Your media production company recently moved all its infrastructure into Azure.
Every 14 days you run a batch to render several thousand video clips into various media formats for customers. At the moment the batch job is run on a single H-series virtual machine (VM).
You need to design a scalable compute solution. The solution must meet the following technical and business requirements:
* Must use VM instance sizes smaller than H series
* Must support automatic scale out and scale in based on CPU metrics
* Must minimize deployment time
* Must minimize administrative overhead
What should you do?
You should deploy a virtual machine scale set (VMSS). Scale sets represent the only way to horizontally scale Azure VMs automatically. A scale set is a collection of two or more identically configured Windows Server or Linux VMs that provide full, centralized control over their lifecycle. Scale sets support up to 1,000 instances when you use VM images in the Azure Marketplace.

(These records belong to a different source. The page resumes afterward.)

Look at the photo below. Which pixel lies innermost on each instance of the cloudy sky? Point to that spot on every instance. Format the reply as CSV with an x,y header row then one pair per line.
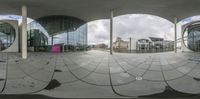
x,y
135,26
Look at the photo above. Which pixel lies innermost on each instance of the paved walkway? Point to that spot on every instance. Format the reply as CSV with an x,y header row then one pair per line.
x,y
98,74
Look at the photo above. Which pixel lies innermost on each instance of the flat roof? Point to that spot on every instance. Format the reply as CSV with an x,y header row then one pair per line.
x,y
90,10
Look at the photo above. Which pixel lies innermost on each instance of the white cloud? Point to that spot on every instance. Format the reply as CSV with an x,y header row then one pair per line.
x,y
136,26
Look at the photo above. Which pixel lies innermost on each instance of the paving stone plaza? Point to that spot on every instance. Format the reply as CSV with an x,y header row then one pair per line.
x,y
98,74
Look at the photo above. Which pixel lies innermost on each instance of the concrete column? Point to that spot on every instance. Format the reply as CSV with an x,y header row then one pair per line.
x,y
111,32
24,30
175,35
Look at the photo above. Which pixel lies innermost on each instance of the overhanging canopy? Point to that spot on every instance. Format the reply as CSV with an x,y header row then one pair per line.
x,y
89,10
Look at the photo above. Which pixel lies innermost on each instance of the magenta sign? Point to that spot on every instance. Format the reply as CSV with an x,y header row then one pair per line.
x,y
55,48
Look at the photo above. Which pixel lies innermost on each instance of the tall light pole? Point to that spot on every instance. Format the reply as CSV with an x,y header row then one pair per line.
x,y
111,31
175,35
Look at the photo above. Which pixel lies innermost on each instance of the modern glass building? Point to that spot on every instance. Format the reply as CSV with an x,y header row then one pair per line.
x,y
7,35
193,37
69,32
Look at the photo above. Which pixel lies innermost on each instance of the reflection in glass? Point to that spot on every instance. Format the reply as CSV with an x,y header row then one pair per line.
x,y
7,35
192,37
68,32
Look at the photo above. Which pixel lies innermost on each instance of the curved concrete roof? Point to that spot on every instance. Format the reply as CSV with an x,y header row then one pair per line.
x,y
89,10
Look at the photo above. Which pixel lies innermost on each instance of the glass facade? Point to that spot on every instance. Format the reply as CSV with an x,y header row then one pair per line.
x,y
68,32
7,35
193,37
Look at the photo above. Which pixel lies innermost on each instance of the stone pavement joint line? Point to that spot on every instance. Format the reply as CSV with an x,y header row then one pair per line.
x,y
100,75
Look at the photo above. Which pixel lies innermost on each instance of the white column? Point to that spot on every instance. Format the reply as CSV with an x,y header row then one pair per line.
x,y
111,32
175,35
24,30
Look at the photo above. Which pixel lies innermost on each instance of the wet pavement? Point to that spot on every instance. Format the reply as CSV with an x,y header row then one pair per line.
x,y
96,74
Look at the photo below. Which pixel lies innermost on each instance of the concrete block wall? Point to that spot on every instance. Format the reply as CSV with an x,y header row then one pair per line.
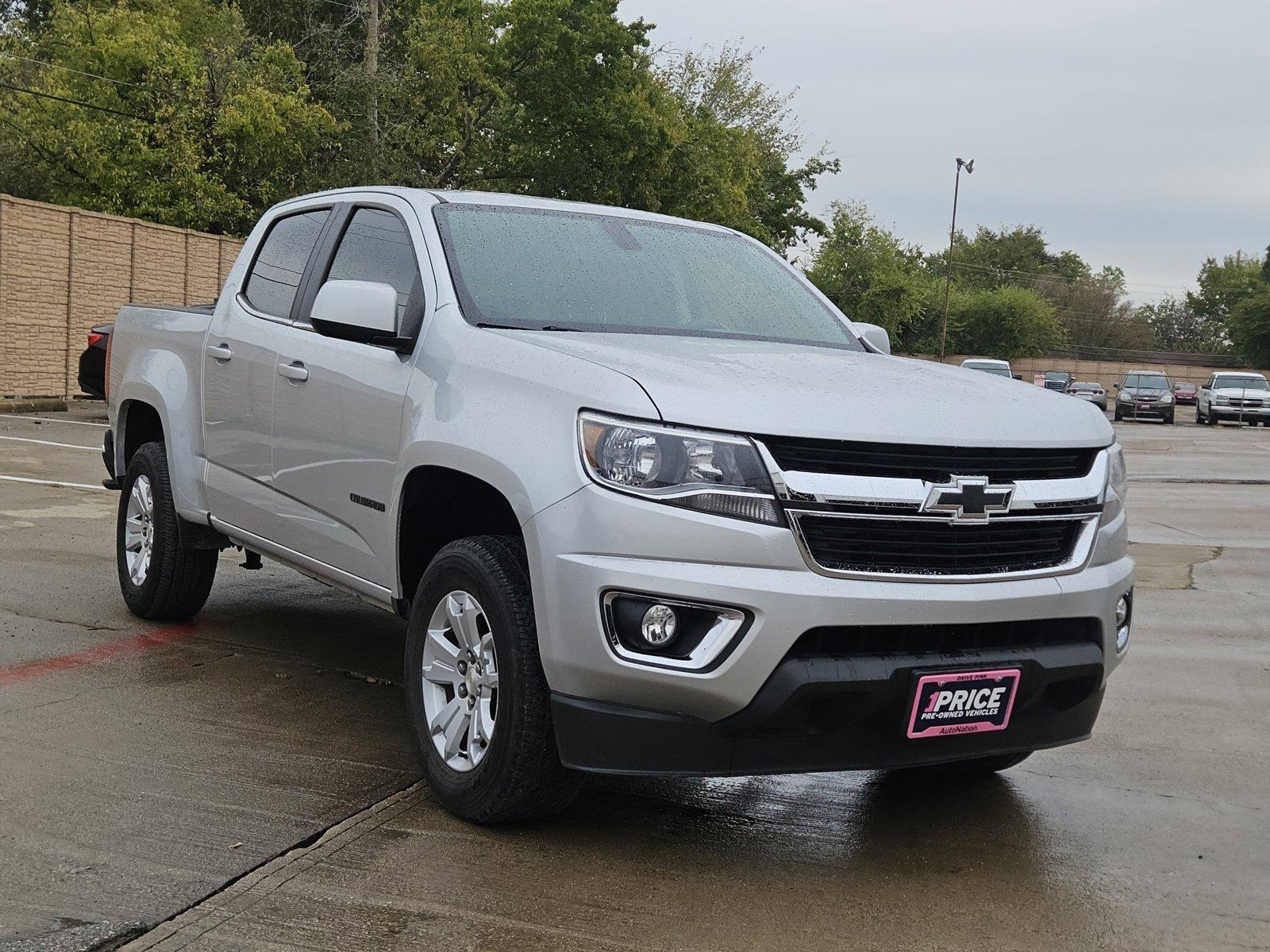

You cannot configure an auto-scaling rule on the existing VM. Scale sets are the only way to horizontally autoscale Azure VMs. By contrast, Azure App Service apps can be configured individually with auto-scaling rules based on time, date, or CPU metric.
You should not create an Azure Data Factory pipeline. Azure Data Factory is a cloud-based data orchestration engine similar in function to SQL Server Integration Services (SSIS). Therefore, Data Factory is not appropriate for this scenario.
You should not author an ARM template that creates additional VMs. While you can indeed use ARM templates to automate the deployment and removal of VMs, doing so violates the scenario constraints of minimized setup time and management overhead.